It put a smile on my face to hear of my least favorite manic media network talking about a “burning buck” today. I wonder where they read about that investment theme…
This is a funny business. If you can’t wake-up to something to laugh at, you probably aren’t awake. The 2009 Global Macro inverse correlation that continues to dominate is that which is anchored on a US Government sponsored Burning Buck. It can make you smile and cry all at once.
Today, despite a Burning Buck becoming consensus, the US Dollar continues to get sold. The chart below outlines the severity of this US Currency Crisis. At down -0.36% today, the US Dollar Index is threatening to crash through the $77.00 line. Crash? Yes.
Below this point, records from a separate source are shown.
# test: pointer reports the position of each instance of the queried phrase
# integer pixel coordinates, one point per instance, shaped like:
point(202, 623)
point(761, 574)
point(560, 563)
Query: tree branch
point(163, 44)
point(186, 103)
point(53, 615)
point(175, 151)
When the world’s said “reserve currency” drops -13.5% in 6 months, by Research Edge’s definition - that’s a crash.
There are actually two charts below – the intermediate term one showing that the US Dollar Index is broken across all 3 of our investment durations (TRADE, TREND and TAIL), and the long term chart showing the US Dollar Index price dating back to the date that matters, 1971, when Nixon abandoned the Gold standard.
The long term chart provides the critical context of our Burning Buck call. On only one occasion in the last 38 years has the US Dollar Index sustainably weakened below the $78 level other than right here and now – that occasion, of course, was one of the leading indicators to our calling the 2008 US stock market crash.
At what point does Burning The Buck hurt US stocks rather than help them? In 2009, after watching the US Dollar crash on the downside and the US hedge fund community seeing their shorts crash to the upside, anything can happen here. At 1041 in the SP500, I have the generational short squeeze in US stocks running out of momentum.
Remember, like calling bottoms, calling tops are processes, not points.